Down on the ground he met up with his buddy, George Hickey from New York, and joined the march through France. Their first stop was the tiny village of Sainte-Mere-Eglise in northwestern France located on a main route the Nazis would take to battle back the Allies as they took over the Normandy beaches.

Liberating the village, the troops were met with jubiliant French citizens who popped opened up kegs of cider to share with them. Then for the next four days the Allies and Germans exchanged fire.

“In the middle of the night we got captured,” Rudmann said.

His buddy was mortally wounded and Rudmann was taken prisoner.

“It wasn’t good,” he said. “There were nine of us. They marched us half way across Europe.”

When they got to Paris, the prisoners were packed into boxcars for part of the way.

“But mostly we walked,” he said.

From June to September, they marched, always at night to hide from the strafing by American aircraft.

The first POW camp Rudmann saw was Stalag 7A at Moosburg, Germany.

“There was barbed wire, dogs and hardly any food,” Rudmann said. “We slept on the ground.
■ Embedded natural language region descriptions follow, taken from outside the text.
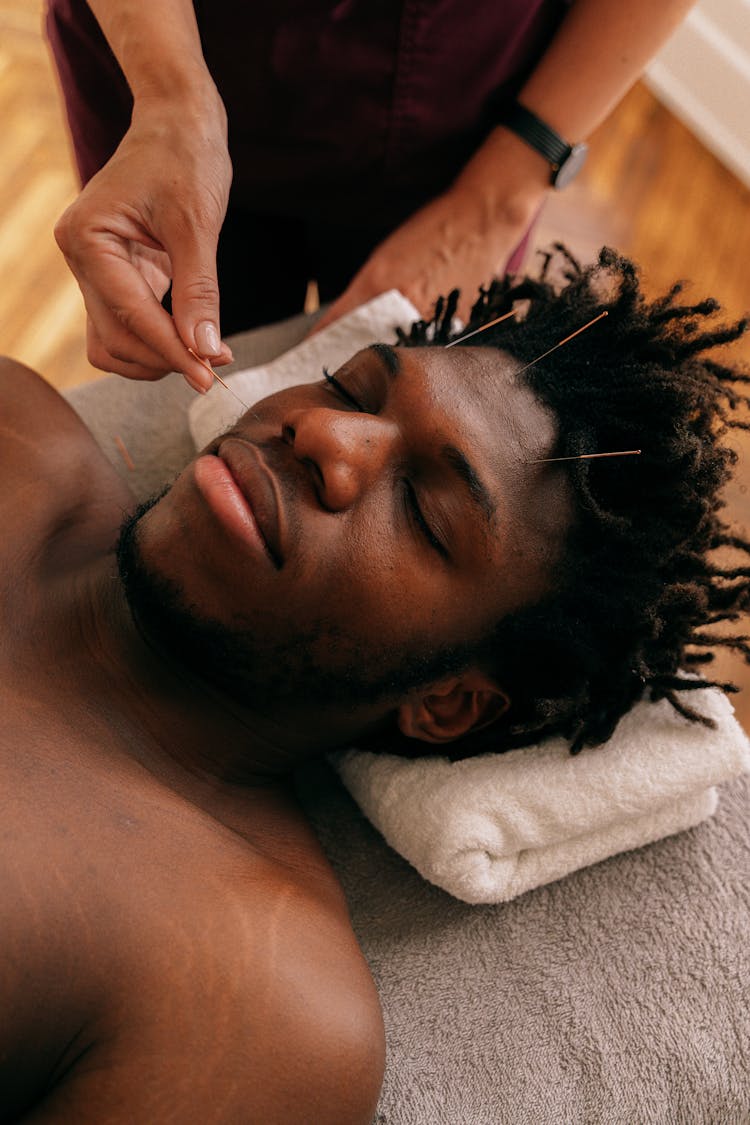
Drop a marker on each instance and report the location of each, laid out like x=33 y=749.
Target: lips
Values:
x=261 y=489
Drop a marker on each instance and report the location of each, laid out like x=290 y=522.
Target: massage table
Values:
x=619 y=995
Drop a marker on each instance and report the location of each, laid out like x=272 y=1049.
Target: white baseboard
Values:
x=703 y=77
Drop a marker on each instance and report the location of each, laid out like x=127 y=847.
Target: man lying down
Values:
x=386 y=557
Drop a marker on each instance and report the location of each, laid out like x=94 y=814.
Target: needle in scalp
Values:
x=482 y=329
x=585 y=457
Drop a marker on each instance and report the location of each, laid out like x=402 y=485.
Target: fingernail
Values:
x=207 y=339
x=201 y=388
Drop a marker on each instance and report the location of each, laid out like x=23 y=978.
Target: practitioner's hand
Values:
x=151 y=216
x=460 y=240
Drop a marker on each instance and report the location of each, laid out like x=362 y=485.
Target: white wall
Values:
x=703 y=75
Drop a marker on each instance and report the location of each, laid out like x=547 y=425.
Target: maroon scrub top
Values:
x=336 y=109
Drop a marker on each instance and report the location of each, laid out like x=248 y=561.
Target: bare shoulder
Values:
x=42 y=434
x=246 y=1001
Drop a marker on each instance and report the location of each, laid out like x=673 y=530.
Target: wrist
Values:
x=197 y=110
x=506 y=179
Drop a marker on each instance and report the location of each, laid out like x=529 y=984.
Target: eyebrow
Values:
x=458 y=461
x=466 y=471
x=389 y=358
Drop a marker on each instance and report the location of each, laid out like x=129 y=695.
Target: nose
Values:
x=346 y=452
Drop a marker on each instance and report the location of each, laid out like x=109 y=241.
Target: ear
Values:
x=453 y=708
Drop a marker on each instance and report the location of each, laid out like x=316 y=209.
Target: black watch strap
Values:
x=566 y=159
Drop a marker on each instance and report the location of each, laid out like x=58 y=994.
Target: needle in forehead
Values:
x=225 y=385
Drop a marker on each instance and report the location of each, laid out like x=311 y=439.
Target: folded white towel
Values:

I thought I would never get home.”

Days were a jumble of sick-to-your stomach fear and mind-numbing boredom.

“You stood around and walked around and looked at the fence,” he said.

And always Rudmann’s thoughts were on his wife, Margie, and their 2-year-old daughter, Rita.

In December the POWs were taken by rail to a village near Munich, where the picture postcard landscape belied the ordeal of slave labor at a farm facing the men. There they worked sun up to sun down, finding rest in a cold dank stable at night.

“Sometimes the snows were two feet deep,” he said. “My shoes wore out and they gave me a pair of wooden shoes to wear. Some days you didn’t have anything to eat. Some days they gave you potatoes.”

Rudmann stayed there through winter until spring when finally that day he thought would never come did arrive. The defeat of the Nazis had come. It was liberation, freedom and home.

Now as the oldest living POW survivor in the county, Rudmann, 88, will only talk about that time with reluctance. But as the nation celebrates the 93rd Armistice or Veterans Day, Rudmann wants the sacrifices of the military never to be forgotten.

“We certainly ought to remember and be thankful they did what they did,” he said. “I am certainly thankful I got back.”